The dressing is made by whisking extra virgin olive oil with red wine vinegar, minced garlic, dried oregano, Dijon mustard, sea salt, and freshly ground black pepper. This vinaigrette delivers tang, depth, and a mild pungency to complement the vegetables and cheese.
The salad is assembled by arranging the vegetables and feta on a platter, drizzling with dressing, gently tossing, then sprinkling with additional oregano and fresh mint. The combination balances refreshing crunch with creamy and salty components, suitable as a side dish or light meal.
Using feta cheese preserved in brine is recommended for an authentic salty flavor and proper texture for the salad.
Ingredients
Dressing
- ¼ cup extra-virgin olive oil
- 3 tablespoons red wine vinegar
- 1 garlic minced, clove
- ½ teaspoon oregano more for sprinkling, dried
- ¼ teaspoon Dijon mustard
- ¼ teaspoon salt sea salt
- black pepper freshly ground
For the salad
- 1 English cucumber cut lengthwise, seeded, and sliced ¼-inch thick
- 1 green bell pepper chopped into 1-inch pieces
- 2 cups cherry tomato halved
- 5 ounces feta cheese cut into ½ inch cubes*
- ⅓ cup red onion thinly sliced
- ⅓ cup kalamata olives pitted
- ⅓ cup mint leaf fresh
Instructions
- Make the dressing: In a small bowl, whisk together the olive oil, vinegar, garlic, oregano, mustard, salt, and several grinds of pepper.

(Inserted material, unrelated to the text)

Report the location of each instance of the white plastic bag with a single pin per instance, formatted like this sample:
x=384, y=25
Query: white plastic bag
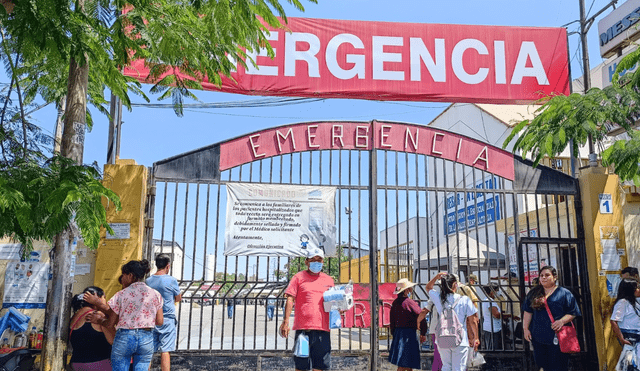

- On a large platter, arrange the cucumber, green pepper, cherry tomatoes, feta cheese, red onions, and olives. Drizzle with the dressing and very gently toss. Sprinkle with a few generous pinches of oregano and top with the mint leaves. Season to taste and serve.
Notes
- Use feta cheese stored in brine for the best texture and flavor in this salad.